Another feature of Guyanese folklore is the baccoo. When I was growing up, I recall an incident where it was said that baccoos started a fire in the home of a family. The family had gone out and the baccoos apparently had not been fed so their way of showing their discontent was to light a fire. Fortunately, the family reached the home in time to stop the fire. Whether it was baccoos or the fire was from another origin, the devastation if the house had burned down would have been just the same.
Losing a house in a fire is a painful experience. Witnessing a family wail because all their material possessions went up in flames is one of those things one wishes they would never see. And it is worse when lives are lost in those fires. Recently, many tears have been shed because of fires in our country. While there have always been fires, it seems like we are experiencing a season of fires because of the frequency. For the last weeks, news about fires has become a regular occurrence. Some by accident, some electrical but, most disturbing, some by arson.
The stories of relatives or associates who cannot reach agreements over rightful ownership of properties, whether it be businesses or residences, is nothing new and unfortunately has in many instances resulted in arson. It is a disturbing phenomenon. To burn a property because you cannot have it or want those who occupy it gone or to simply seek revenge is not only irresponsible, but dangerous–loss of lives being one of the unfortunate results in some cases. Arsonists may never stop to think about the damage the fires would leave. They maybe never think about the negative effects on the environment. They maybe never think about the people who might be suffering from medical conditions, such as asthma or other illnesses. And if they intentionally set fire to a place knowing that there are occupants that could possibly be trapped, resulting in death, aren’t they murderers?
The fire that killed Hilrod Thomas and his two daughters, Theresa and Clarissa Rozario, in 2014 at Robb and King streets is an example of the deadly results.
Electrical fires are also devastating because sometimes the family might be unaware of the faults with their wiring. In some cases, a family may have no choice but to turn to illegal means of getting electricity because their area might be one of those not yet powered by the Guyana Power and Light Inc. However, the results can be deadly. The death of three-year-old Bianca Sancho, who died in a fire in December in Vigilance on the East Coast of Demerara, reminds us of this.
In another recent case, Leonard Pollard killed his child Nakasia Pollard and her mother Latoya Telford, set the house on fire and then killed himself. We will never know if any of them were alive to feel the heat of the blaze but choosing to die by fire reveals great contempt within oneself. It is disturbing to imagine that anyone would choose to die that way and nightmarish to imagine such suffering.
We must ask ourselves if with the recent fires a copycat trend that is occurring. In a small country such as ours, it is alarming that in a matter of a few months we have seen over 30 buildings go up in flames. What has made the arsonists who have been responsible for many of the fires so comfortable in causing such destruction? There is a crisis and there must be some sort of intervention. People must be cognizant of what is happening around them.

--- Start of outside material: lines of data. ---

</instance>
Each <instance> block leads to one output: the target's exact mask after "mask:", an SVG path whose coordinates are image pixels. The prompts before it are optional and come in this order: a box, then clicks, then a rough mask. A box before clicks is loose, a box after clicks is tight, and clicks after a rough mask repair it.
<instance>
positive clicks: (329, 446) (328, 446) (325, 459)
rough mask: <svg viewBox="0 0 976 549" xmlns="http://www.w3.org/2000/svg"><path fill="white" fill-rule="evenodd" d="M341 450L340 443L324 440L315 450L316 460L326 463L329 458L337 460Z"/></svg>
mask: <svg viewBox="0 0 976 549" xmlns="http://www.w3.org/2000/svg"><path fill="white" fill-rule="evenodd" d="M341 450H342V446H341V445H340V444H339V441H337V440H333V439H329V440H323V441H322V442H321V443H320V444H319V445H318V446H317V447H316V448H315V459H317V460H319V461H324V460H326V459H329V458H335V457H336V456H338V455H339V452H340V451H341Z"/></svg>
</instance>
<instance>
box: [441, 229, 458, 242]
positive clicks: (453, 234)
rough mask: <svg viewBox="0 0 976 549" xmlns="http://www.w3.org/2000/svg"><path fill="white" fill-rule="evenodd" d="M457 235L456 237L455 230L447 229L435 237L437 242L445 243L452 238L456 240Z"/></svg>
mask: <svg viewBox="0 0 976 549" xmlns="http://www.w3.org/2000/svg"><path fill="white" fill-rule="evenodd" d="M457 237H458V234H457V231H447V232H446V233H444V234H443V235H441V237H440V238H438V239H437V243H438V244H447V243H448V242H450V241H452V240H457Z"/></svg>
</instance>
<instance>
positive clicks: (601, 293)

Disputes that could possibly end in arson must be reported. The fire service must continue to do its part in educating the public and we must be reminded about those who have lost their lives.
With all else that is happening in our country, one must wonder if the fires are a symptom of a disturbed society crying out for help—a society where many, desperate for an escape or selfish and uncaring about the devastation their actions may cause, have lost hope in humanity.
Ever so often businesses burn in Georgetown. A baker-shop in Buxton on the East Coast burned this week. A few weeks ago, three properties, including a business, burned in Sandy Babb Street, Kitty. There were suspicious circumstances in both fires, which in both cases would have left people unemployed. One never knows if the employees would find another job immediately and what effect it would have on their families.
One hopes that people who would have suffered losses due to fire would have insured their homes and businesses so there would be some way to rebuild and recover.
Why are so many adults playing with fire? Why is it so easy for some to destroy what others would have worked tirelessly to build? Although fire will continue to occur, I hope the recent frequency is at an end.